Trade Ideas
Charles notes that despite the AI hype, the "biggest source of energy in the US... is natural gas." He highlights that the energy sector has been out of favor and trades at roughly 7x earnings. AI is fundamentally an energy arbitrage trade. You cannot have data centers without electricity, and you cannot scale electricity rapidly without Natural Gas. Therefore, "Old Economy" energy stocks are the hidden infrastructure play for the "New Economy" AI boom. LONG. Deep value (low P/E) combined with secular demand growth from tech. Regulatory shifts against fossil fuels; volatility in commodity prices.

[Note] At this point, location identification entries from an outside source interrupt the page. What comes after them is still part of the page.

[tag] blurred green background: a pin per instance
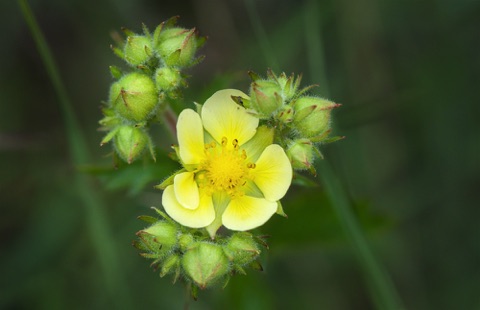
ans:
(407, 75)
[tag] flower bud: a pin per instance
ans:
(172, 261)
(185, 241)
(130, 142)
(134, 97)
(205, 263)
(163, 232)
(301, 154)
(289, 85)
(137, 50)
(241, 249)
(265, 97)
(312, 115)
(177, 46)
(167, 78)
(285, 114)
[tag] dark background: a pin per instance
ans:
(407, 75)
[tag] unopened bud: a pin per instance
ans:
(172, 261)
(312, 115)
(134, 97)
(266, 97)
(130, 142)
(185, 241)
(301, 154)
(205, 263)
(138, 49)
(167, 78)
(163, 232)
(241, 249)
(177, 46)
(285, 114)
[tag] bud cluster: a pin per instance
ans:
(301, 121)
(154, 76)
(191, 255)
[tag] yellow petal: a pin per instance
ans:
(186, 190)
(200, 217)
(255, 146)
(220, 202)
(222, 117)
(190, 137)
(273, 172)
(245, 213)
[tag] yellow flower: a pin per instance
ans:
(233, 176)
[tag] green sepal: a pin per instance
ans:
(280, 210)
(254, 76)
(117, 52)
(147, 218)
(127, 31)
(168, 181)
(170, 262)
(256, 265)
(116, 72)
(109, 137)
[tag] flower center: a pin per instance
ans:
(225, 168)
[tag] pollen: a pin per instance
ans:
(226, 168)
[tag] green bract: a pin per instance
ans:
(301, 154)
(177, 46)
(167, 78)
(312, 115)
(188, 252)
(130, 142)
(134, 97)
(138, 49)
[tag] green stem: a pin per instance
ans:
(97, 222)
(380, 284)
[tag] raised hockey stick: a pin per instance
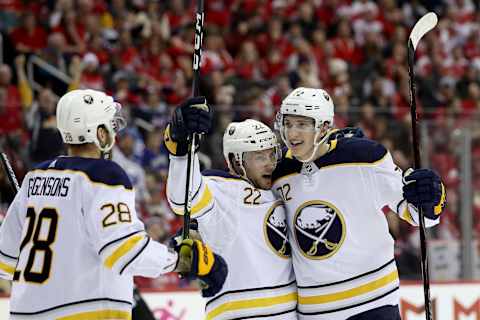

Charles states that in an AI world where digital content is easily faked, "people still want to go watch basketball" and see live events. MSGS (Knicks/Rangers) trades significantly below the private market value of its franchises. SPHR is successfully monetizing unique IP (U2, Eagles, etc.) in a way that cannot be replicated on a screen. The "Second-Order Effect" of AI is a premium on authenticity. As digital content becomes commoditized and suspect, the scarcity value of physical, in-person experiences (Hard Assets) skyrockets. LONG. These are "irreplaceable" assets in midtown Manhattan that provide a hedge against digital disruption. Consumer spending slowdown affecting ticket sales; execution risk on the corporate split of MSG assets.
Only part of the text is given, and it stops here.